My Lords, I will not detain you long. I have every sympathy with the impatience of the noble Lord, Lord Teverson, to get on with improving our biodiversity. However, I do not think it is feasible to bring this forward from seven to five years, so I am afraid that I cannot support that, however much I am keen for the things that we all hope for to take place.
I agree very much with my noble friend Lord Caithness. The more I have listened to our proceedings, the more respect I have for farmers—I had a great deal of respect for them before—and I can imagine what it is like facing these changes with all the uncertainty that we have just been talking about. Having been not in farming but in retail for most of my working life, I can imagine the concerns about the future. I would also say, however, that we always work to deadlines. If we extended things, we would be in a similar position, so I cannot support any extension as discussed—very eloquently—by many noble Lords.

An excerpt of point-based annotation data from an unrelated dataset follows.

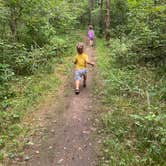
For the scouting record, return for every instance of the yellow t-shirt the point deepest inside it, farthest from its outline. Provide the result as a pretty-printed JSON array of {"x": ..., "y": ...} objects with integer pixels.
[{"x": 80, "y": 60}]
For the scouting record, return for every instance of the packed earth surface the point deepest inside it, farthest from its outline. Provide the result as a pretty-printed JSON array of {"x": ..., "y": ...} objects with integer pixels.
[{"x": 65, "y": 136}]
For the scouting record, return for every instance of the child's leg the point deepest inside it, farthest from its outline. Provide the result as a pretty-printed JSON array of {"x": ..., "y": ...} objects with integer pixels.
[{"x": 84, "y": 80}]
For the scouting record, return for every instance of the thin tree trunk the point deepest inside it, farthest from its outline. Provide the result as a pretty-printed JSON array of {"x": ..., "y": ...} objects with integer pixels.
[
  {"x": 107, "y": 34},
  {"x": 101, "y": 18},
  {"x": 13, "y": 24}
]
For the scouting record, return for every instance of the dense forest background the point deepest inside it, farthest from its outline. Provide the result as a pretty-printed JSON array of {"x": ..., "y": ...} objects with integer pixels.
[{"x": 36, "y": 36}]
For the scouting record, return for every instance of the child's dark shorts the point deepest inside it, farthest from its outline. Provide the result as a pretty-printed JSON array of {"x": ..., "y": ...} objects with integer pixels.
[{"x": 80, "y": 73}]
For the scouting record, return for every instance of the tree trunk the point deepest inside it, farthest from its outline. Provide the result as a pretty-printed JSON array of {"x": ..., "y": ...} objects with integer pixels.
[
  {"x": 101, "y": 18},
  {"x": 91, "y": 6},
  {"x": 13, "y": 23},
  {"x": 107, "y": 34}
]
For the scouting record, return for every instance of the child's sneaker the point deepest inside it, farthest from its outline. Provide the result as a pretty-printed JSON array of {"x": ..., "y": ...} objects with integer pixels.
[{"x": 77, "y": 91}]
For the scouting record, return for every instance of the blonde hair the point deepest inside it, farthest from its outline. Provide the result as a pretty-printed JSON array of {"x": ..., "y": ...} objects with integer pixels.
[
  {"x": 90, "y": 27},
  {"x": 80, "y": 48}
]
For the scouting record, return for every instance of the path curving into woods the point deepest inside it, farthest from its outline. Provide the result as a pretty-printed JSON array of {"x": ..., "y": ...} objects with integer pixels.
[{"x": 66, "y": 135}]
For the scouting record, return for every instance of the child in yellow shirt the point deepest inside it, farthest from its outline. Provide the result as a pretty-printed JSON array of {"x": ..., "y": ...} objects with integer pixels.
[{"x": 81, "y": 61}]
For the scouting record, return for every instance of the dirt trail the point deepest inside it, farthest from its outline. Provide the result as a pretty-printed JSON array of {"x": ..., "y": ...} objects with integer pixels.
[{"x": 66, "y": 137}]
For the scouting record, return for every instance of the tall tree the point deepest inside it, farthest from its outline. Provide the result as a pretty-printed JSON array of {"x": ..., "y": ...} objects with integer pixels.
[
  {"x": 101, "y": 17},
  {"x": 107, "y": 33}
]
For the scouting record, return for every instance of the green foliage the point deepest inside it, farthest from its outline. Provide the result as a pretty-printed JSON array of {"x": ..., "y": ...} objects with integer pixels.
[{"x": 134, "y": 128}]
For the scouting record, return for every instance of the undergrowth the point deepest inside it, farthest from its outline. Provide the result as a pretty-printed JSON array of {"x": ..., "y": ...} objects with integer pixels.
[
  {"x": 134, "y": 125},
  {"x": 25, "y": 92}
]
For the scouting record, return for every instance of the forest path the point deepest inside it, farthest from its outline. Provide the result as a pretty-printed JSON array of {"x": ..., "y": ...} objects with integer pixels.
[{"x": 66, "y": 135}]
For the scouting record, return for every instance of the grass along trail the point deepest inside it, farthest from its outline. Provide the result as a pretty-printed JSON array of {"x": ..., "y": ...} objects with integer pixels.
[{"x": 65, "y": 135}]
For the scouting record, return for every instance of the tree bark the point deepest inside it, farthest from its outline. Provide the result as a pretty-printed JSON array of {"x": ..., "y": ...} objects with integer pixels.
[
  {"x": 13, "y": 23},
  {"x": 107, "y": 34},
  {"x": 101, "y": 18}
]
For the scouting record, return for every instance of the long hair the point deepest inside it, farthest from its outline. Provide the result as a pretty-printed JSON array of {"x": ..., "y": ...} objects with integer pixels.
[{"x": 80, "y": 48}]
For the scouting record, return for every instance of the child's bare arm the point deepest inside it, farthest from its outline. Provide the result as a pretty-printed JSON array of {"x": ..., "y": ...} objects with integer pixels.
[{"x": 90, "y": 63}]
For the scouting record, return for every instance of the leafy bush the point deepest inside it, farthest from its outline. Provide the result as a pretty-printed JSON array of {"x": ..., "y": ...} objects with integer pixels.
[{"x": 134, "y": 127}]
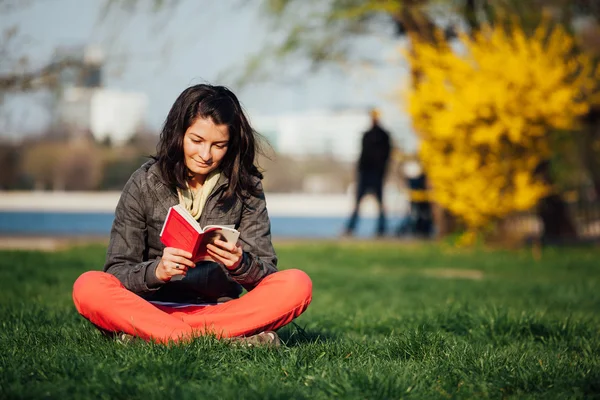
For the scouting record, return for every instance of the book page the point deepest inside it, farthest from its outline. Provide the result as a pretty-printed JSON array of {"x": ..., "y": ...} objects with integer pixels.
[
  {"x": 187, "y": 216},
  {"x": 212, "y": 233}
]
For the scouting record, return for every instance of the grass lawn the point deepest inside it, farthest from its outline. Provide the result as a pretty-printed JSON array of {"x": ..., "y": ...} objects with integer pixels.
[{"x": 387, "y": 321}]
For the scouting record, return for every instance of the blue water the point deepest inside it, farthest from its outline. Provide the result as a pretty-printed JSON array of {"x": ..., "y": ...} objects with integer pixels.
[{"x": 99, "y": 224}]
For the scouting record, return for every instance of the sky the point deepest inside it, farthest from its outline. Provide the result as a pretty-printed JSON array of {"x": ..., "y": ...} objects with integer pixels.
[{"x": 161, "y": 53}]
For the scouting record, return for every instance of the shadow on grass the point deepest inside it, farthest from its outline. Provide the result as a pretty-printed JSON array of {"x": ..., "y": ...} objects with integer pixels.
[{"x": 294, "y": 335}]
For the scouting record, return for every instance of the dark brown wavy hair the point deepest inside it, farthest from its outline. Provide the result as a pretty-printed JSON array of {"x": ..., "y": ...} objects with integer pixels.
[{"x": 222, "y": 106}]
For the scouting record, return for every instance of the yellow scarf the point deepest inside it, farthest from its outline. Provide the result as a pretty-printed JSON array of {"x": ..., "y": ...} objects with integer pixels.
[{"x": 194, "y": 201}]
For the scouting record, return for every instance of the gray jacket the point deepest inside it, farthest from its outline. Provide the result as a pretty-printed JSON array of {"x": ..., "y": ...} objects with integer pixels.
[{"x": 135, "y": 248}]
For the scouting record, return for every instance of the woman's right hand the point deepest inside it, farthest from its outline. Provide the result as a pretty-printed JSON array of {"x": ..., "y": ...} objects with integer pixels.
[{"x": 173, "y": 262}]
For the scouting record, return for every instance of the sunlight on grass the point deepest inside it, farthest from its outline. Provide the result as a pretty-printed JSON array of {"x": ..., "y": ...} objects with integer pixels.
[{"x": 387, "y": 321}]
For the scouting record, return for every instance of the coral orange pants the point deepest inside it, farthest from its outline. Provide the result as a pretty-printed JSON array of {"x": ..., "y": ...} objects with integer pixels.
[{"x": 274, "y": 302}]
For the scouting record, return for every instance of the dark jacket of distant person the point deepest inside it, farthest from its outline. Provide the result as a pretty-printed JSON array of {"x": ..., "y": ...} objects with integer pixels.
[
  {"x": 135, "y": 248},
  {"x": 375, "y": 150}
]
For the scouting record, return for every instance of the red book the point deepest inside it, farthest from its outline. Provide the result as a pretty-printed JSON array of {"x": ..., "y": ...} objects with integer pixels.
[{"x": 182, "y": 231}]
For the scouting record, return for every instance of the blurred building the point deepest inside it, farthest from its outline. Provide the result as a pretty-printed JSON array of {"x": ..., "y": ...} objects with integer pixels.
[
  {"x": 327, "y": 132},
  {"x": 336, "y": 133},
  {"x": 84, "y": 107}
]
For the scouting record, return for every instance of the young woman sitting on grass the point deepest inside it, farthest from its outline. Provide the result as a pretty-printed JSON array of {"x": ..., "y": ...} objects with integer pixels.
[{"x": 206, "y": 162}]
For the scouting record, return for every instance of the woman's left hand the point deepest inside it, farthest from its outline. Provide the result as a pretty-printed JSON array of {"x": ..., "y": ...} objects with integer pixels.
[{"x": 228, "y": 254}]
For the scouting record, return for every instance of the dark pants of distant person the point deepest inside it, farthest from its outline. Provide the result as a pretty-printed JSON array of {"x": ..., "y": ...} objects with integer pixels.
[{"x": 368, "y": 182}]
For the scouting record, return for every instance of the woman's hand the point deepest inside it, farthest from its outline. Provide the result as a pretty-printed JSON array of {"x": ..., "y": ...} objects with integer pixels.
[
  {"x": 173, "y": 262},
  {"x": 228, "y": 254}
]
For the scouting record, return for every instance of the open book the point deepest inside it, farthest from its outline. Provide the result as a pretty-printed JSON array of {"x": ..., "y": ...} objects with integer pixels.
[{"x": 182, "y": 231}]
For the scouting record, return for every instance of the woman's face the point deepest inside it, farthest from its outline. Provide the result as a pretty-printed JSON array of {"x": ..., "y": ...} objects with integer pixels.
[{"x": 204, "y": 147}]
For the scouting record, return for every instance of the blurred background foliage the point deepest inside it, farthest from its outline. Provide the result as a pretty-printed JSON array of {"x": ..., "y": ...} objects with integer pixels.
[{"x": 503, "y": 98}]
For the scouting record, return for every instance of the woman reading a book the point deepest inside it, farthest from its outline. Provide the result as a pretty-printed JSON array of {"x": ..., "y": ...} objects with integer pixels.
[{"x": 205, "y": 162}]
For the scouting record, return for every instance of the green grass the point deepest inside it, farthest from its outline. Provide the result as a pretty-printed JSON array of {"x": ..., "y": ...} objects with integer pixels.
[{"x": 387, "y": 321}]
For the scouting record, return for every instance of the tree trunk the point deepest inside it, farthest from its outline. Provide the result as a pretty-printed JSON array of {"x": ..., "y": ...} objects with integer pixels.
[{"x": 554, "y": 214}]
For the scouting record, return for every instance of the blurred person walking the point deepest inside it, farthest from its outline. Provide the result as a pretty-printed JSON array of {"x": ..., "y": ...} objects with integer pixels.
[
  {"x": 372, "y": 166},
  {"x": 206, "y": 162}
]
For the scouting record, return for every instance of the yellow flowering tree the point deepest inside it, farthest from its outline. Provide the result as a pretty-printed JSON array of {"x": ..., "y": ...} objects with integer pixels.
[{"x": 485, "y": 113}]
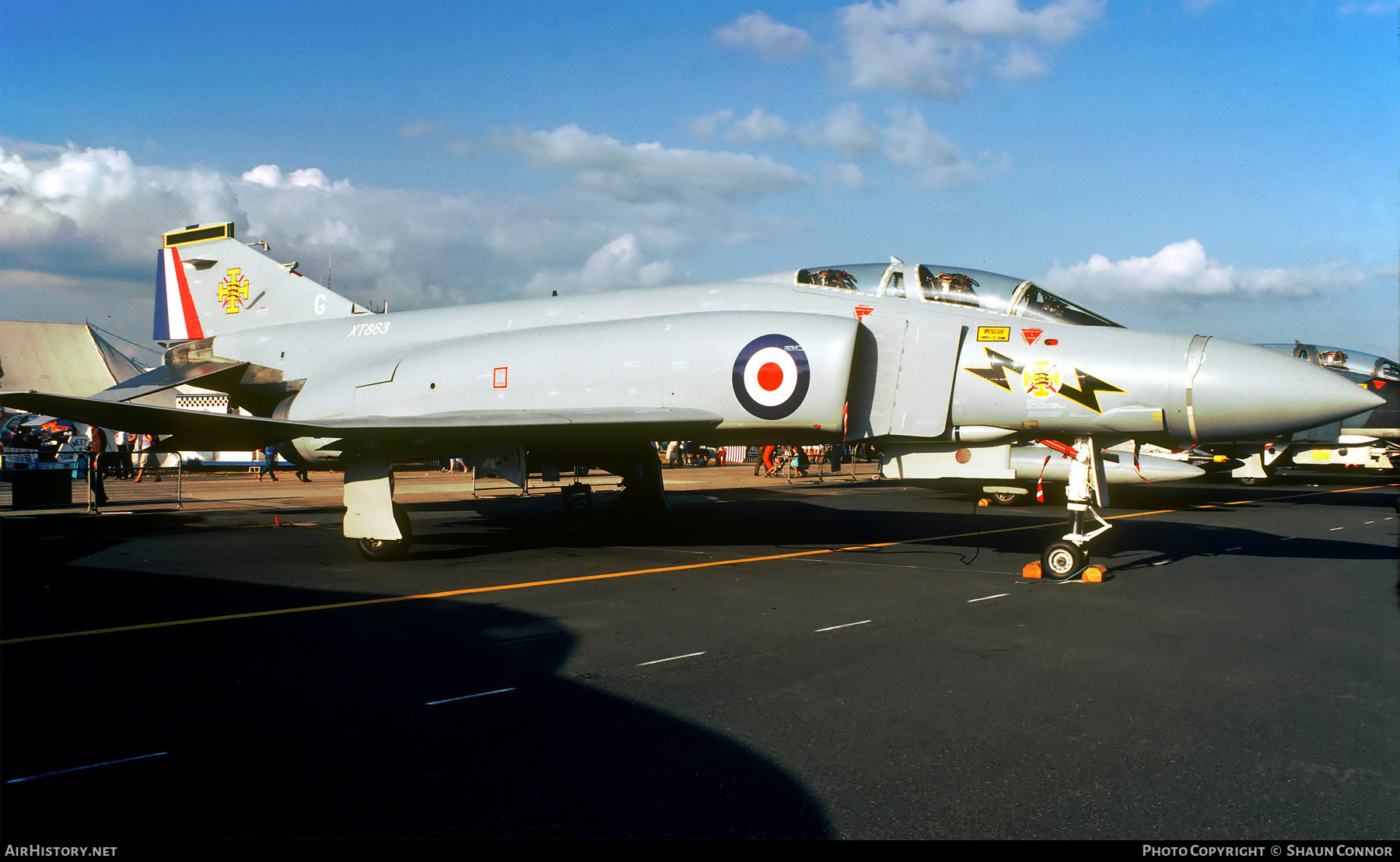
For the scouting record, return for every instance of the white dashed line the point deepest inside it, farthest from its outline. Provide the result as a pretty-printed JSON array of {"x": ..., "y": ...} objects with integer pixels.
[
  {"x": 689, "y": 655},
  {"x": 843, "y": 625},
  {"x": 467, "y": 697}
]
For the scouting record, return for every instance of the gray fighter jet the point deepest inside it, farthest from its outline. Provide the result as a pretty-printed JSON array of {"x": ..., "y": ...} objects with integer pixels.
[
  {"x": 1367, "y": 440},
  {"x": 945, "y": 368}
]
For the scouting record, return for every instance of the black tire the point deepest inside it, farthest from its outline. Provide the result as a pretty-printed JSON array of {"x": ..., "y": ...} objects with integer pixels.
[
  {"x": 1063, "y": 560},
  {"x": 385, "y": 550}
]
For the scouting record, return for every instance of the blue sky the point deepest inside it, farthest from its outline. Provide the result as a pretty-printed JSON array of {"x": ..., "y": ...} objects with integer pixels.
[{"x": 1206, "y": 166}]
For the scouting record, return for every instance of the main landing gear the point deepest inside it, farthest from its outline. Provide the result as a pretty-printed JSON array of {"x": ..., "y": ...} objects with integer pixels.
[
  {"x": 1070, "y": 555},
  {"x": 380, "y": 527},
  {"x": 384, "y": 550}
]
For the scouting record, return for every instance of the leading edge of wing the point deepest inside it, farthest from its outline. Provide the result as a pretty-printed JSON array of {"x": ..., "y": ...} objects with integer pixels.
[{"x": 198, "y": 430}]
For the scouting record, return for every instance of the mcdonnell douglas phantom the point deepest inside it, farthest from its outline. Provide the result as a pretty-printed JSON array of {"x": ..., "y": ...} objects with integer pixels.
[{"x": 944, "y": 368}]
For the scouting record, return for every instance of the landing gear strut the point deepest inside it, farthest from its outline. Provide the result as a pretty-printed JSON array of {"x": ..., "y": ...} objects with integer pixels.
[
  {"x": 381, "y": 527},
  {"x": 1087, "y": 489}
]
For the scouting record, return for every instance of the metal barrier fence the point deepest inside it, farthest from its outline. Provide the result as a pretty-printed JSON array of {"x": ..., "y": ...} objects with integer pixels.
[
  {"x": 541, "y": 482},
  {"x": 77, "y": 486},
  {"x": 821, "y": 469}
]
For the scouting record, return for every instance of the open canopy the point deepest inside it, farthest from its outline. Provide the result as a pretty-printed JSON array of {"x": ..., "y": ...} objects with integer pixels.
[{"x": 955, "y": 286}]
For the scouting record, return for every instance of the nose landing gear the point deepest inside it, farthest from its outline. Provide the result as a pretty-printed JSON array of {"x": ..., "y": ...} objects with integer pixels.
[{"x": 1087, "y": 490}]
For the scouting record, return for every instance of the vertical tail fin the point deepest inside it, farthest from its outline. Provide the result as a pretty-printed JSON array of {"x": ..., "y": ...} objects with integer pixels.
[{"x": 208, "y": 283}]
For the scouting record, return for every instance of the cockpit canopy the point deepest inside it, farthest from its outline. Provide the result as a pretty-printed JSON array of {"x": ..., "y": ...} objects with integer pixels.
[
  {"x": 1339, "y": 359},
  {"x": 955, "y": 286}
]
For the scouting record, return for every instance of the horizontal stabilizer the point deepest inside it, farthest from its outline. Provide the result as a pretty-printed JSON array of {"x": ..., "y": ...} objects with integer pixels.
[{"x": 206, "y": 375}]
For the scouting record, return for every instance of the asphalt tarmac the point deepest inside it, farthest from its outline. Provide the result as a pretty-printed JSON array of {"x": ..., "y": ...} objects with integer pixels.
[{"x": 773, "y": 661}]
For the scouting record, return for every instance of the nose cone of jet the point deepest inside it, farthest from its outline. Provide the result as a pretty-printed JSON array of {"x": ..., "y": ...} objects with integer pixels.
[{"x": 1245, "y": 392}]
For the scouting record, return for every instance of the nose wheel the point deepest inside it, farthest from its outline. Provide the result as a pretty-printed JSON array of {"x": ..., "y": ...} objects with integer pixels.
[
  {"x": 1070, "y": 555},
  {"x": 1063, "y": 560}
]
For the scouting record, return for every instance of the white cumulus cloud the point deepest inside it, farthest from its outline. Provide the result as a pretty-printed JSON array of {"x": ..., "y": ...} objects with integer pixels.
[
  {"x": 772, "y": 40},
  {"x": 940, "y": 48},
  {"x": 1183, "y": 269},
  {"x": 650, "y": 171}
]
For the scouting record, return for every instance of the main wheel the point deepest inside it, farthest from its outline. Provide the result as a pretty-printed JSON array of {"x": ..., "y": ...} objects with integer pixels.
[
  {"x": 1063, "y": 560},
  {"x": 383, "y": 550}
]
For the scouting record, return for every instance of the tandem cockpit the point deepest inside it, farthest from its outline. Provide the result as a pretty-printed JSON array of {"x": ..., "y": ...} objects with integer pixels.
[{"x": 952, "y": 286}]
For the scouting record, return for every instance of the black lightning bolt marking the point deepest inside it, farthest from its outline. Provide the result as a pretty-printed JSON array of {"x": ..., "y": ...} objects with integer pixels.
[
  {"x": 996, "y": 373},
  {"x": 1088, "y": 391}
]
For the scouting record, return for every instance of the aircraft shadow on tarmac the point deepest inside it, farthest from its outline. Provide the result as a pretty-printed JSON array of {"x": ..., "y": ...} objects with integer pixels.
[
  {"x": 756, "y": 520},
  {"x": 322, "y": 725}
]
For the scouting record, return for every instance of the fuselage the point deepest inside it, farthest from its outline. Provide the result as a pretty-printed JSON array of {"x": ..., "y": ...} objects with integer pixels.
[{"x": 874, "y": 364}]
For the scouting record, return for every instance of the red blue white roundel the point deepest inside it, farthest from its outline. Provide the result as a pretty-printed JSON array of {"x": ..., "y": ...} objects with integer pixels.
[{"x": 770, "y": 377}]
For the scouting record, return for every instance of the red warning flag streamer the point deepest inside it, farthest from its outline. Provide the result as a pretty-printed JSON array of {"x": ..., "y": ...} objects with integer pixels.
[{"x": 1041, "y": 489}]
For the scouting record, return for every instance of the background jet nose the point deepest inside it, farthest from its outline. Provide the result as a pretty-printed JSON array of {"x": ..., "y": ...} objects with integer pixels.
[{"x": 1244, "y": 392}]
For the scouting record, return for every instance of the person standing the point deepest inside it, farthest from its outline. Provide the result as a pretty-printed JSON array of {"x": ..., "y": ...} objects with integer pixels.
[
  {"x": 269, "y": 464},
  {"x": 97, "y": 455},
  {"x": 147, "y": 458}
]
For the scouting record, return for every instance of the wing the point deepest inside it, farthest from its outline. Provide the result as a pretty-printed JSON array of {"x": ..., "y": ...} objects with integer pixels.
[{"x": 196, "y": 430}]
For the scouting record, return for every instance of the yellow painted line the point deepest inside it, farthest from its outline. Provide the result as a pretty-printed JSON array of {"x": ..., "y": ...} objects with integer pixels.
[{"x": 608, "y": 576}]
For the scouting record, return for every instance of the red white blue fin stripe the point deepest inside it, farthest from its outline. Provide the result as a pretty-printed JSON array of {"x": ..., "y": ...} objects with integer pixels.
[{"x": 175, "y": 315}]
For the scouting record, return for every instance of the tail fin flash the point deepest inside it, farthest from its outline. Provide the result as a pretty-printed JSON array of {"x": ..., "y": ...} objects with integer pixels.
[{"x": 208, "y": 283}]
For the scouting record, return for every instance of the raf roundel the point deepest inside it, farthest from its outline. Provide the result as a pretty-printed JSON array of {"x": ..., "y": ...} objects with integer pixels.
[{"x": 770, "y": 377}]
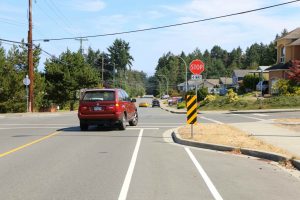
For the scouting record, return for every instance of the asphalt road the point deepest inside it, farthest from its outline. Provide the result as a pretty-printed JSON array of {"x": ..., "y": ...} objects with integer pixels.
[{"x": 46, "y": 156}]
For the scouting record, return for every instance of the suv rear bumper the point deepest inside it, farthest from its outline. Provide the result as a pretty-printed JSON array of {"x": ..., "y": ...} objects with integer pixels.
[{"x": 100, "y": 117}]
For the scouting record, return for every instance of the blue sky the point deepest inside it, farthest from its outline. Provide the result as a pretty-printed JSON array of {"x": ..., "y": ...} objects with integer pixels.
[{"x": 71, "y": 18}]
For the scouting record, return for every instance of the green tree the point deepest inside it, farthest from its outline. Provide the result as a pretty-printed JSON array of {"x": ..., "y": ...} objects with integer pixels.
[
  {"x": 67, "y": 74},
  {"x": 250, "y": 81},
  {"x": 120, "y": 55}
]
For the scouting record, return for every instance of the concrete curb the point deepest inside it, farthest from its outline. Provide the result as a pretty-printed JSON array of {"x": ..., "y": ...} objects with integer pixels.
[
  {"x": 178, "y": 111},
  {"x": 178, "y": 140},
  {"x": 250, "y": 152}
]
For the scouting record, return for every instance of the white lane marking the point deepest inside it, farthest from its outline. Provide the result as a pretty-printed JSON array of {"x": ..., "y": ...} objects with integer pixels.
[
  {"x": 160, "y": 126},
  {"x": 163, "y": 123},
  {"x": 261, "y": 115},
  {"x": 205, "y": 177},
  {"x": 212, "y": 120},
  {"x": 126, "y": 183},
  {"x": 139, "y": 128},
  {"x": 249, "y": 117},
  {"x": 38, "y": 124},
  {"x": 27, "y": 127}
]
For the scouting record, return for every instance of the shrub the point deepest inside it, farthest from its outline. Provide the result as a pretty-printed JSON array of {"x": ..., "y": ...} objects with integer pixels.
[
  {"x": 181, "y": 105},
  {"x": 202, "y": 93},
  {"x": 250, "y": 81},
  {"x": 209, "y": 98},
  {"x": 232, "y": 96}
]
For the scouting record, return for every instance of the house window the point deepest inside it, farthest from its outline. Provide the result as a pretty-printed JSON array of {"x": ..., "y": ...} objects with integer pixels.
[
  {"x": 282, "y": 53},
  {"x": 274, "y": 89}
]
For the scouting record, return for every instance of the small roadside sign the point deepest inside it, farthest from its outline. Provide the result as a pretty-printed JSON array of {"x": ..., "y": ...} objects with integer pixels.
[
  {"x": 191, "y": 109},
  {"x": 197, "y": 67},
  {"x": 196, "y": 77},
  {"x": 26, "y": 81}
]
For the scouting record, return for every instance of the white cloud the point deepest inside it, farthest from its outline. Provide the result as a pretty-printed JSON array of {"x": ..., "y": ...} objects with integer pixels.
[{"x": 89, "y": 5}]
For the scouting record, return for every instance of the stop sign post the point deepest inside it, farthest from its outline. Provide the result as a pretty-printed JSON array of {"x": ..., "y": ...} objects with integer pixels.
[
  {"x": 26, "y": 81},
  {"x": 197, "y": 67}
]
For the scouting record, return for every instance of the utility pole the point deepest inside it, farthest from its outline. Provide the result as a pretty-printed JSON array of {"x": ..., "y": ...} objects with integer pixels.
[
  {"x": 30, "y": 61},
  {"x": 80, "y": 40},
  {"x": 102, "y": 69}
]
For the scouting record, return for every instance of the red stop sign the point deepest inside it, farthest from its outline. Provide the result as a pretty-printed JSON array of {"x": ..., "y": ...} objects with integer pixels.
[{"x": 197, "y": 66}]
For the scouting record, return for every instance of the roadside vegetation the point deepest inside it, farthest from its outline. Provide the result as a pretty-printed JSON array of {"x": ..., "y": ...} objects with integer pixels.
[
  {"x": 230, "y": 136},
  {"x": 63, "y": 76}
]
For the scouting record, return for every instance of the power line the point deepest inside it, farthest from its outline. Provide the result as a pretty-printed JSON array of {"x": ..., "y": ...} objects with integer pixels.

I have put my name to Amendment 147 in the name of the noble Baroness, Lady Jones of Moulsecoomb, principally to emphasise my concerns over any reduction in animal welfare. I have no doubt at all that British farming has the highest standards of animal welfare in the world and I do not think for one minute that that will be negated by anything in the Bill, but I wanted to underline my concerns on that.
Again, I give my support in as far as upland farms, and to some extent some livestock in the lowlands, are some of our most precious guardians of the countryside and are really threatened by some of these measures. I urge the Government to look at this; I am sure that they will.